AI agents — Claude, GPT-4.1, Gemini 3.1, local models — act on your machine. They read files, send emails, control browsers, call APIs. With no independent proof of what happened.

**Halyn is the independent layer that sits between any AI agent and your system.**

```
Claude / GPT-4.1 / Gemini 3.1 / Ollama / Any agent
                │
                ▼
    ┌─────────────────────────────┐
    │       HALYN LAYER           │  ← runs locally, out of agent reach
    │                             │
    │  • Identity   — who is acting?          │
    │  • Consent    — was it approved?        │
    │  • Audit      — SHA-256 chain proof     │
    │  • Shield     — what can it NOT do?     │
    │  • Watchdog   — integrity monitoring    │
    └─────────────────────────────┘
                │
                ▼
        Your machine · Your files · Your system
```

Every action produces a cryptographic proof stored locally. Not in the cloud. Not at Anthropic. On your machine.

---

## Install

**Option 1 — pip** (Python 3.10+):

```bash
pip install halyn==2.1.3
halyn serve
```

**Option 2 — curl** (Linux / macOS):

```bash
curl -fsSL https://halyn.dev/install | bash
```

Both options open the dashboard at `http://localhost:7420`. Nothing leaves your machine.
The curl script verifies your Python version and asks permission before doing anything.

---

## Quick Start

```python
from halyn import ControlPlane

# Start the governance layer
gov = ControlPlane()
gov.serve()  # dashboard at localhost:7420

# Register an agent
agent = gov.register_agent(
    name="claude-cowork",
    provider="anthropic",
    autonomy_level=2,  # executor — reversible actions only
)

# Every agent action is intercepted and recorded
result = agent.act("read_file", "/docs/contract.pdf")
print(result.proof)    # sha256:a3f2e1...
print(result.allowed)  # True
```

---

## Architecture

Halyn intercepts at three independent layers simultaneously:

### Layer 1 — API Proxy
All LLM API calls (Claude, GPT-4.1, Gemini 3.1, etc.) pass through a local proxy on `127.0.0.1`.  
Intent is read before transmission. Shield rules apply before the request reaches the provider.  
Implemented via `iptables REDIRECT` — kernel-level, not a library hook.

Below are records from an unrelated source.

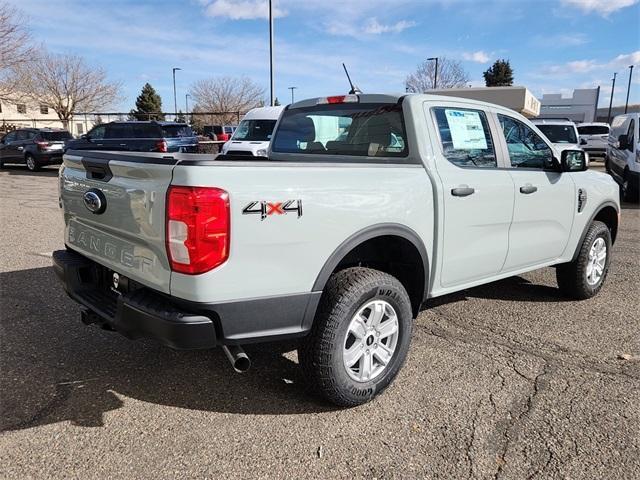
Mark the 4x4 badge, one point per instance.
(266, 209)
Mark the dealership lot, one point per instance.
(506, 380)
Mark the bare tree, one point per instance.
(67, 84)
(15, 49)
(226, 94)
(450, 75)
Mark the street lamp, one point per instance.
(613, 87)
(186, 107)
(435, 76)
(292, 89)
(175, 99)
(626, 105)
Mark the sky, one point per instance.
(554, 46)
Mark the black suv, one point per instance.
(34, 147)
(138, 136)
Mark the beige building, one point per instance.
(25, 113)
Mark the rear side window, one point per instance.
(353, 129)
(466, 138)
(593, 130)
(55, 136)
(175, 131)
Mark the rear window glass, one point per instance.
(559, 133)
(254, 130)
(55, 136)
(174, 131)
(593, 130)
(365, 130)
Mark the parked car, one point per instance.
(253, 135)
(594, 138)
(563, 133)
(219, 132)
(623, 154)
(33, 147)
(137, 136)
(365, 207)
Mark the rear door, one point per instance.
(128, 237)
(545, 199)
(477, 195)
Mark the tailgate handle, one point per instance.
(97, 170)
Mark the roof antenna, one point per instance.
(354, 90)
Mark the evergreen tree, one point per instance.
(148, 104)
(499, 75)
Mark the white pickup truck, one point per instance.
(366, 206)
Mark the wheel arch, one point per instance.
(364, 247)
(606, 213)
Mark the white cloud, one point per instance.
(478, 57)
(602, 7)
(242, 10)
(373, 27)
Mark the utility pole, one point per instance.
(435, 76)
(271, 49)
(613, 87)
(292, 89)
(175, 99)
(626, 104)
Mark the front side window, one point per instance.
(352, 129)
(559, 133)
(465, 137)
(526, 148)
(254, 131)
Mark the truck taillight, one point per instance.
(198, 228)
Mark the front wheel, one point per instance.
(584, 277)
(360, 337)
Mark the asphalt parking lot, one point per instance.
(508, 380)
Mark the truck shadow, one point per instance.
(56, 369)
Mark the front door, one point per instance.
(478, 197)
(545, 199)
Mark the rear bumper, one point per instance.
(177, 323)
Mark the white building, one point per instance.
(25, 113)
(580, 107)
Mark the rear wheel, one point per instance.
(360, 337)
(32, 165)
(584, 277)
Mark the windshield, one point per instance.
(174, 131)
(559, 133)
(593, 130)
(357, 129)
(55, 136)
(254, 131)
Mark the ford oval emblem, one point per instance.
(94, 201)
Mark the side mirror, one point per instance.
(623, 142)
(573, 160)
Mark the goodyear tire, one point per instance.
(584, 277)
(360, 336)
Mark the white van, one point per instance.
(623, 154)
(253, 135)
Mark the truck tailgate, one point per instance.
(128, 236)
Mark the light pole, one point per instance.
(175, 99)
(271, 48)
(186, 107)
(613, 87)
(626, 104)
(435, 76)
(292, 89)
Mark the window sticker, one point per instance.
(467, 132)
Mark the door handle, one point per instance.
(462, 191)
(528, 188)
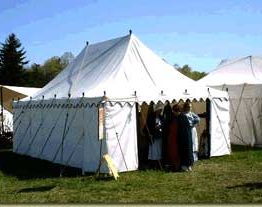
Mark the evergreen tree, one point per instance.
(12, 60)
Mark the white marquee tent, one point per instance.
(7, 95)
(242, 78)
(95, 97)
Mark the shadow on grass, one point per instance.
(250, 186)
(37, 189)
(25, 167)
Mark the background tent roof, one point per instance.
(120, 67)
(236, 71)
(13, 92)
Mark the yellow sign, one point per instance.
(111, 166)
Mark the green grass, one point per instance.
(229, 179)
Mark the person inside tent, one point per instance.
(155, 147)
(167, 119)
(187, 136)
(172, 140)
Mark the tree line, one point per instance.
(15, 72)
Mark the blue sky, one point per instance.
(195, 32)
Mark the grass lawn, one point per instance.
(229, 179)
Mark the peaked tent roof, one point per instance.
(119, 67)
(234, 72)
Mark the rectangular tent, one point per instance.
(7, 95)
(89, 109)
(242, 78)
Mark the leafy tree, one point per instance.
(39, 75)
(12, 60)
(187, 71)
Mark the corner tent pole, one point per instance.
(2, 110)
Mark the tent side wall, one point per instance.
(219, 127)
(58, 130)
(245, 113)
(121, 135)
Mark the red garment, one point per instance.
(172, 145)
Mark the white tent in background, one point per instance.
(243, 79)
(7, 95)
(96, 97)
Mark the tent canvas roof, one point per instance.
(236, 71)
(121, 67)
(15, 92)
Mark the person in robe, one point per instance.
(155, 146)
(187, 137)
(172, 140)
(167, 119)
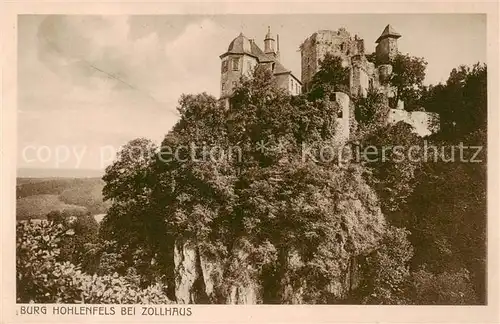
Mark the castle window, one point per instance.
(224, 66)
(236, 64)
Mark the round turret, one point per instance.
(240, 45)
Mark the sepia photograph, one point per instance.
(272, 159)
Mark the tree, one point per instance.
(461, 103)
(371, 111)
(387, 278)
(408, 74)
(44, 277)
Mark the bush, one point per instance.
(43, 277)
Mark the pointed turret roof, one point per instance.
(269, 35)
(389, 31)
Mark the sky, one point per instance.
(89, 84)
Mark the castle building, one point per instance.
(243, 55)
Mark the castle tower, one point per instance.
(236, 62)
(387, 45)
(269, 43)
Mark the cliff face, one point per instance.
(199, 280)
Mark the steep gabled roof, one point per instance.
(389, 31)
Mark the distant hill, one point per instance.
(36, 197)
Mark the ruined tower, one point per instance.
(270, 44)
(387, 45)
(237, 61)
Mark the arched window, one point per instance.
(224, 66)
(236, 64)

### Layer 2 — Filesystem Hooks
`inotify` (Linux) / `FSEvents` (macOS) / `ReadDirectoryChanges` (Windows).  
Every file access by an agent process is captured before execution, at the VFS layer.  
LD_PRELOAD cannot bypass this — inotify fires in kernel space regardless.

### Layer 3 — Process Isolation + eBPF
Halyn runs as a separate system user. Agents cannot read or write its audit database.  
On Linux ≥5.8: eBPF programs are pinned to `/sys/fs/bpf/halyn/` and monitor all syscalls.  
Audit chain is SHA-256 with chained hashes, AES-256 encrypted at rest.

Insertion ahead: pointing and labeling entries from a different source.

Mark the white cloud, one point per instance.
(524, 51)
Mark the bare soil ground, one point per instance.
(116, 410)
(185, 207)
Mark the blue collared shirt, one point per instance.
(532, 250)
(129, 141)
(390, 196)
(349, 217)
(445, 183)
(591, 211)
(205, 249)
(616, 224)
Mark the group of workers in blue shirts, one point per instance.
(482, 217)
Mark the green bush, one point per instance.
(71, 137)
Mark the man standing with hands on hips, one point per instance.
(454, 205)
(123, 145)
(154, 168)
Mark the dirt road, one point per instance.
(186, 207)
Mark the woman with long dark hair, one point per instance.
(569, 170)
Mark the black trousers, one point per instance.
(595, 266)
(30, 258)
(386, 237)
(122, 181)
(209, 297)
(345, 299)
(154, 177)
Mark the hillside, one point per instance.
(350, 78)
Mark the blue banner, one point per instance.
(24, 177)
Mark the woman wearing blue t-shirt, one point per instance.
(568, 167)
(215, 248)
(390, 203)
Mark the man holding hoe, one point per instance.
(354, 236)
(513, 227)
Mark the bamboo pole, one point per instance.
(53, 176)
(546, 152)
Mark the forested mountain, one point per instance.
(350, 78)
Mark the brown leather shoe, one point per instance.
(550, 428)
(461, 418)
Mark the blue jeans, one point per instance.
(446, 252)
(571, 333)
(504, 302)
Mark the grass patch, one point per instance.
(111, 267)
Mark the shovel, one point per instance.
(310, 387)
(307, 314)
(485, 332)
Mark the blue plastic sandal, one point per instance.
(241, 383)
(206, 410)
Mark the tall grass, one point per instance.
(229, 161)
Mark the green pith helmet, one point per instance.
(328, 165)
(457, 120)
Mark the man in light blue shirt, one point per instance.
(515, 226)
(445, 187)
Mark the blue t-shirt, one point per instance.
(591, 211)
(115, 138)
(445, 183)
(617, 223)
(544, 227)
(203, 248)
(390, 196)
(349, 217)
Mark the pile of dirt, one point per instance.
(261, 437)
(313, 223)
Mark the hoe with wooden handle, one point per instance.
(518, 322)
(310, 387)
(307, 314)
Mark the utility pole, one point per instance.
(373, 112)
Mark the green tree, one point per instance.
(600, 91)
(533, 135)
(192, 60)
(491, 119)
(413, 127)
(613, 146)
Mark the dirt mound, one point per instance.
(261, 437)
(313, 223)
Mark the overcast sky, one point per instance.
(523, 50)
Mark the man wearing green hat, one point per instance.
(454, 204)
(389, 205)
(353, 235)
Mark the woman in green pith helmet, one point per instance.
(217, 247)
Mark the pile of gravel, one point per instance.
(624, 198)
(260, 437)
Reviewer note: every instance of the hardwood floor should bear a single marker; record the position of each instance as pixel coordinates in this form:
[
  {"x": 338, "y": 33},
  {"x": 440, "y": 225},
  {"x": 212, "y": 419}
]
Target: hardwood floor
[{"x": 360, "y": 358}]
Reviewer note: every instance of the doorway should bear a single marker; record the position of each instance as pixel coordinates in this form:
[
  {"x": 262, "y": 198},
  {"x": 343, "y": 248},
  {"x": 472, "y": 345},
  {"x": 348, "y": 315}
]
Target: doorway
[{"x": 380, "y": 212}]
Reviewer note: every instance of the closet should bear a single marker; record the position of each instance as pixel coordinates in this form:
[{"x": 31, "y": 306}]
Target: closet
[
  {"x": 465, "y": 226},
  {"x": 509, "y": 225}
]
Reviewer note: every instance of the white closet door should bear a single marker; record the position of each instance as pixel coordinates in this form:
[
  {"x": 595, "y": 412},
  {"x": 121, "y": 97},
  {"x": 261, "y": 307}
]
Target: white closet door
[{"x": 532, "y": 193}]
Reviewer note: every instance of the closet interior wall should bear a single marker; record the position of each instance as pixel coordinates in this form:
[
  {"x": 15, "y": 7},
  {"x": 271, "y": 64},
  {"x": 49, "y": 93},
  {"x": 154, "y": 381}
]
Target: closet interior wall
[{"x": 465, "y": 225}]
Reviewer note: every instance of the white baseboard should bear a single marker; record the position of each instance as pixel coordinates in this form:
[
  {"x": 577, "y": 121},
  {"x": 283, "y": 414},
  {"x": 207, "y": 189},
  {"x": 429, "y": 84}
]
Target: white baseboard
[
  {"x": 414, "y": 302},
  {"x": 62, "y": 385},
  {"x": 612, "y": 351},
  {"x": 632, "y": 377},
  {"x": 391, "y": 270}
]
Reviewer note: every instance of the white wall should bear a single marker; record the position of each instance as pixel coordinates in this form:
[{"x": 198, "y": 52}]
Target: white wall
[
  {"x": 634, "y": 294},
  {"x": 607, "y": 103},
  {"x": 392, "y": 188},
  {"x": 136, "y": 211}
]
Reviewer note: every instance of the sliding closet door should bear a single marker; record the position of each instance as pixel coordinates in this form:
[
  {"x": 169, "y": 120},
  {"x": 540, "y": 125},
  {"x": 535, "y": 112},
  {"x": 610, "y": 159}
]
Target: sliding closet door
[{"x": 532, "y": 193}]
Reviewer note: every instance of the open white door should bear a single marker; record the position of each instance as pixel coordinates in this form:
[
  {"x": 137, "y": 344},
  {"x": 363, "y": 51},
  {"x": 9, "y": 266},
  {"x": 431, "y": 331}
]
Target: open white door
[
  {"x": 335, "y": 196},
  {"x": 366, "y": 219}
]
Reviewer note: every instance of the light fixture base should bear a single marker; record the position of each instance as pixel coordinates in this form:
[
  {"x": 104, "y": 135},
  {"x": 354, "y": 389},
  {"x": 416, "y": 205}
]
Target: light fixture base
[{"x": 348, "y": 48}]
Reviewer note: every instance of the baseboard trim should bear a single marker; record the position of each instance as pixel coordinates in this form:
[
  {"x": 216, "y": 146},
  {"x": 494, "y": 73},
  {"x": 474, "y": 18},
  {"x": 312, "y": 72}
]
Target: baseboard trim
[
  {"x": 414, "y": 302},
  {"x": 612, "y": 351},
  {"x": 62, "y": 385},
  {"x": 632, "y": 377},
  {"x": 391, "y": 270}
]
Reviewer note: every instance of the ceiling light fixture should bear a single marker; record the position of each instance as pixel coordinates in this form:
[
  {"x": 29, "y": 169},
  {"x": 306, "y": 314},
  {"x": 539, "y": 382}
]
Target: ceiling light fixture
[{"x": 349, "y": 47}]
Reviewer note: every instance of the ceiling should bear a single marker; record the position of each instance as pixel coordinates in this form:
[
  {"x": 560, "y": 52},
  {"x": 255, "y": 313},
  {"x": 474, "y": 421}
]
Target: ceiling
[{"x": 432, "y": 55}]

### Layer 4 — Browser Guard (optional)
Chrome Enterprise Policy extension intercepts all CDP calls, DOM mutations, XHR, and fetch.  
Deployed via `/etc/opt/chrome/policies/managed/halyn.json` — the agent cannot uninstall it.

---

## Autonomy Levels

| Level | Name | What the agent can do |
|-------|------|-----------------------|
| 0 | Observer | Read-only access. No mutations. |
| 1 | Assistant | Suggests actions. Human executes. |
| 2 | Executor | Executes reversible actions. |
| 3 | Delegated | Executes with post-hoc audit. |
| 4 | Autonomous | Full autonomy. Use with extreme caution. |

---

## Compatible AI

Halyn intercepts at the kernel and proxy level. It does not care which AI is running — it audits all of them equally. No AI is excluded.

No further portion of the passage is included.